Landcare field day participants burning a small patch using Aboriginal cool-burning techniques.(ABC South East NSW: Bill Brown)

Society’s view of the land links inextricably to how it looks after the planet. One cannot underestimate how critical humanity’s role is in managing landscapes. Massy is hopeful that regenerative agriculture is starting to accelerate as the innovation curve seems to be shifting positively, “from the early adopters into the early majority.” For the past three years, vast areas of Australia have been severely struck by drought and by the more recent horrific bushfires. These devastating events could be the catalyst that drives the much-needed shift locally. Massy’s land near the Snowy Mountain region has been hard hit. Although the bushfires did not touch his property, the drought is parallel to the one he experienced in the ’80s. This time his land remains covered in grassland; he has de-stocked and feels comfortable that the natural systems are in order, for maximum renewal when the rains come.

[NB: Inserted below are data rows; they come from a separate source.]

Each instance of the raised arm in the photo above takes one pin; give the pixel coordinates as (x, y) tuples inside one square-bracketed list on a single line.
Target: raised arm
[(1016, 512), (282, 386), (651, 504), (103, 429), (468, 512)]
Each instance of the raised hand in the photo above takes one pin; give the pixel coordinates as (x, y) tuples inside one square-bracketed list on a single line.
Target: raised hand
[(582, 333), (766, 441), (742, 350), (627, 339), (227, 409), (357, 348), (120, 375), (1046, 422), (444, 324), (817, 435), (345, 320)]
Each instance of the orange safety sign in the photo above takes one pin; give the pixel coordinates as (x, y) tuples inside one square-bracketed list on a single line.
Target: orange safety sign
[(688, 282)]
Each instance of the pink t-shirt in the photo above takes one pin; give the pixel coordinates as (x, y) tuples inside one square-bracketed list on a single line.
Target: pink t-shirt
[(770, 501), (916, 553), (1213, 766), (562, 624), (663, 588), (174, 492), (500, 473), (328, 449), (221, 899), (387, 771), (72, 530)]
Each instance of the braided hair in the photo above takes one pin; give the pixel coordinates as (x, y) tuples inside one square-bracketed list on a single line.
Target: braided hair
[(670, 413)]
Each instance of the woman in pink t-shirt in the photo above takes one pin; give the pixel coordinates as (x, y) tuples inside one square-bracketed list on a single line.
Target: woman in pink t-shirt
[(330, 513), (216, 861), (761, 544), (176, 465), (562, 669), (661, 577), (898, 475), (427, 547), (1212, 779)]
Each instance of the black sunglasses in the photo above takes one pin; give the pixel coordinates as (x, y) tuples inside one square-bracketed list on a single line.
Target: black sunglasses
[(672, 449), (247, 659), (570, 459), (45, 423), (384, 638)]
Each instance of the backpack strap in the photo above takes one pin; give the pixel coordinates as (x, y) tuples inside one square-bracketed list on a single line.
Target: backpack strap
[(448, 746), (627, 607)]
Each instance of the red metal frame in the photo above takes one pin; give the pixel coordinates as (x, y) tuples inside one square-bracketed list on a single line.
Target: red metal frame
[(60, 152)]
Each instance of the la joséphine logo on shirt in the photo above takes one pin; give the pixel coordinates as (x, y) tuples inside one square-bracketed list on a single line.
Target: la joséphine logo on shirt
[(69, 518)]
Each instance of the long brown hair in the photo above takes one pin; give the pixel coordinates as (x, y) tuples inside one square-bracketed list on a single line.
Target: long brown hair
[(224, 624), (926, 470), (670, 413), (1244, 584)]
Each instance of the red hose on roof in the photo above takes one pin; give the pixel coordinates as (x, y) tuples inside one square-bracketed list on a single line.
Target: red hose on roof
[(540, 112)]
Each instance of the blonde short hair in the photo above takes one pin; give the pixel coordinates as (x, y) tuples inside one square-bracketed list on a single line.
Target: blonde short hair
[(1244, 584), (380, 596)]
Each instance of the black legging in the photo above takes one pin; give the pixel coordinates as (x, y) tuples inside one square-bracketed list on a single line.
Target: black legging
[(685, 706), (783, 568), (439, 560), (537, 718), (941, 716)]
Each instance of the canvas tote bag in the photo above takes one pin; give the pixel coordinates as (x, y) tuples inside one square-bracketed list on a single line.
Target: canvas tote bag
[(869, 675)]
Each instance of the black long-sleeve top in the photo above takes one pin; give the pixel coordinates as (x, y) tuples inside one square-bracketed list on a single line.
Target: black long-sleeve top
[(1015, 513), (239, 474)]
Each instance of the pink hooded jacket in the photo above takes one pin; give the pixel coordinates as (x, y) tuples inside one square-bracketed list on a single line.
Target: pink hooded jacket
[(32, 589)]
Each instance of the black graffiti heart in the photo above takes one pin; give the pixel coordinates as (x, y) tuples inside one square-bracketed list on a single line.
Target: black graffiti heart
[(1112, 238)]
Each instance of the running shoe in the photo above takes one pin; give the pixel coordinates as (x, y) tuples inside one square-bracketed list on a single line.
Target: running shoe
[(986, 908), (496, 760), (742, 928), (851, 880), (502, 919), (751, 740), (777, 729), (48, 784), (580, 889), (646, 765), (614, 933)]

While industrial agriculture takes a reductionist, linear approach to land management, regenerative farming embraces complexity and systems thinking, seeing each of nature’s functions as integral to nurturing wholesome environments, enabling ecosystems to flourish. For Massy, ‘The properties of the parts can be understood only from the organisation of the whole […] There is a fundamental unity in the structure and function of life.” This is how you build resilience. It is here that regenerative agriculture offers so much learning and is integral to the success of other industries wanting to shift to the circular economy. As Massy says, “When you combine resilience and sustainability, it forces you into holistic systems thinking.” He writes, ‘We need to change our mindscapes before we can change our landscapes.’ It is the antithesis of the industrial, mono-culture machine-driven domination of our food systems, which is “driven by some of the biggest multinationals and pharma companies operating on an economic rationalist philosophy of growth and greed.” It is why Massy is calling for “an insurgent approach, challenging the great power bases of society.” A revolution from the ground up where consumers and regenerative farmers support one another to transform our food systems and foster a resilient and healthy future for humanity and the planet.

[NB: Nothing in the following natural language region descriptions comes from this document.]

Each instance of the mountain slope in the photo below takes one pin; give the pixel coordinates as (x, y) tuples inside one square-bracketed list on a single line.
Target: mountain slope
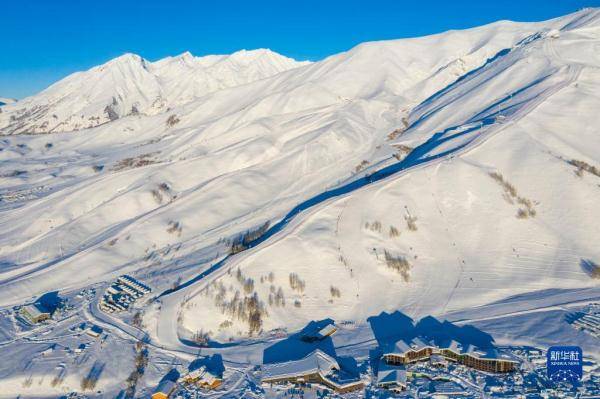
[(158, 194), (131, 85), (491, 205)]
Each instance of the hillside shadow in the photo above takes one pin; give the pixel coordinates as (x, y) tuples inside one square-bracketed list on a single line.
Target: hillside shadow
[(590, 268), (295, 348), (213, 363), (50, 301), (389, 328)]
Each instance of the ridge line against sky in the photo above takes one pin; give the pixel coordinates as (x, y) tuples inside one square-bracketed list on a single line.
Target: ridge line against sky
[(44, 41)]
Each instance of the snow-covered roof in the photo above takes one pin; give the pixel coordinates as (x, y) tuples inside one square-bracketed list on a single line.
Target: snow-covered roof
[(316, 362), (389, 375), (402, 346), (327, 330), (165, 386), (35, 310)]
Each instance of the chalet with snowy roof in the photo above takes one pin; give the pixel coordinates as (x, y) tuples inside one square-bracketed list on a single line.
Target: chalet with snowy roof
[(391, 377), (418, 349), (203, 378), (317, 367), (36, 313), (164, 389), (319, 333)]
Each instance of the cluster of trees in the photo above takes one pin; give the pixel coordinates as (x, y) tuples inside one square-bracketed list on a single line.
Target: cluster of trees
[(335, 292), (511, 195), (247, 308), (141, 362), (398, 263), (394, 232), (276, 297), (172, 120), (375, 226), (297, 283), (90, 380), (411, 222), (241, 242), (584, 166)]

For Massy, ‘We humans now constitute an overwhelmingly dominant and increasingly dangerous determining factor in the destiny of this planet. This is because we have arrogantly placed ourselves outside the functional parameters of earths operating systems.’ He sees regenerative agriculture as “possibly the most effective answer to many of the global environmental and humanitarian challenges we face.” The time has come for us to reflect, reassess and reignite our connection to the natural systems that enable our existence on earth. As individuals and consumers we have the power to drive change, to demand a regenerative food system that not only nourishes the earth, but ourselves and the health of our children.

Works Cited

  • Charles Massy, ‘Call of the Reed Warbler’, (Australia: University of Queensland Press, 2017).